What else …  PT came by and made Will walk around some more; the pediatrics team came to do rounds and present to the Attending, who discussed medication changes and dosing and all that. Our wonderful, awesome, spectacular Tube Feeding Fairy came by too. Twice. And you know, I’m sure she has a boring title, but it’s late and I don’t feel like looking it up. She’s the nurse who teaches people how to manage g-tubes and tracheotomies and things like that at home. And she’s rad. She was followed up much later in the day by the DME people (that’s durable medical equipment for those of you lucky enough not to be familiar) who brought us our very own feeding pump and a mini IV stand to take home. Just what I always wanted. On the plus side, we have all our gear to go home with, so that’s a good start.

Somewhere in the middle of all of this Cathy Zenko from the Center for Autism and Related Disabilities (CARD) came back around for a long visit. She stayed long enough to get to meet everyone who has asked me how to improve the floor for kids on the spectrum, and she went off to do her own super fabulousness with them. She was already looking into this issue when Will was admitted, so now they have a bit of a case study to work from. We sat and I rambled on for ages about what does and doesn’t work from my layman’s perspective, and so, hopefully, in some small way, we are paying forward some of the kindness and grace that is coming our way. Our experiences may ultimately lead to improvements here at Shands Children’s Hospital that will help make this type of admission easier for kids with autism. It seems there is always a chance to pay it forward if you look for it.

Every. Single. Day.

Every. Single. Day.

It also seems there’s always something to be grateful for. Today, I’m grateful that Will is making gains. He showered today and walked the hall three times. He laughed. He smiled. He got to see Julia briefly when she arrived into town. He achieved his feeding goals for the day. He pooped some more. Hey, it’s a big deal. They don’t let you go home if you’re not pooping. Yay for poop.

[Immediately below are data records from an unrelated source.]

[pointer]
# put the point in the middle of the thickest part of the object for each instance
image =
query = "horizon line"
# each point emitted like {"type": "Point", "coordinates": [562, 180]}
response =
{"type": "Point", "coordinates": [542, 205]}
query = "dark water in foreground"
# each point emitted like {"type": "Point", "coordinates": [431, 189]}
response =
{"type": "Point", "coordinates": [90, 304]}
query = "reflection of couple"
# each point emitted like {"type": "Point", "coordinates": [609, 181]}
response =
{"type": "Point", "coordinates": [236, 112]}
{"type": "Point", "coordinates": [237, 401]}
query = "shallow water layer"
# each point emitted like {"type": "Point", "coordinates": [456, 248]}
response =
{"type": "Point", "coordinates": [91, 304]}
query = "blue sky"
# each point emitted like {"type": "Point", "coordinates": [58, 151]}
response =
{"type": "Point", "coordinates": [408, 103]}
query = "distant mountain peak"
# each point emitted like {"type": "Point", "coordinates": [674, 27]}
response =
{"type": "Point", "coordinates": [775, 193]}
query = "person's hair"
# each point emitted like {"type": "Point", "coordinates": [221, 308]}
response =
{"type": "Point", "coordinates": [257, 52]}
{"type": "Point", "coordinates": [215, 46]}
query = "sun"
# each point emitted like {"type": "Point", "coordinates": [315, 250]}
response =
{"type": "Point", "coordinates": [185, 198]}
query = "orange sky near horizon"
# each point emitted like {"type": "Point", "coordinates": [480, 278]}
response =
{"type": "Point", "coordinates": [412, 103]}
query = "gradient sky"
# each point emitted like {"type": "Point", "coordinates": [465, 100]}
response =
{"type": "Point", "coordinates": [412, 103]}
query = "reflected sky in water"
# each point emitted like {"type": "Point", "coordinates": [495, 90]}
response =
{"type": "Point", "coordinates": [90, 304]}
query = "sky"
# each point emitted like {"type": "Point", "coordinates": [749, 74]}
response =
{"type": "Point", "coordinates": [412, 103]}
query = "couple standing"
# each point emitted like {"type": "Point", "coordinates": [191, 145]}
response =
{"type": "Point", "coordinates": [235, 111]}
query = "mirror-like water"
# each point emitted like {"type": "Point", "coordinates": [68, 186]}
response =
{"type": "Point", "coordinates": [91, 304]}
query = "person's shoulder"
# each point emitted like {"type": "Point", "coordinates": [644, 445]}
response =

I’m also so grateful for all of the loving support our friends and family are providing. I am comforted in the knowledge that people are lifting our family up in prayer all over the world. I’ll be honest. I go back and forth on religion and all that goes with it. But recently, I felt like G-d reappeared in my life. Or maybe I just started paying attention. Whatever the case, I am certain that we are not alone in this at any moment. My little beat up family of punching clowns won’t stay down for long. We’ll pop back up quickly. We’ve got this.

 

*Ok, also, it turns out David Allen is a dude who makes a living telling other people how to tell other people what to do in his branded $600 a day seminars while he’s in Ojai with his fourth wife. Not that I’m judging…But isn’t that trying to do anything AND everything? Now I’m confused. I need a new quote.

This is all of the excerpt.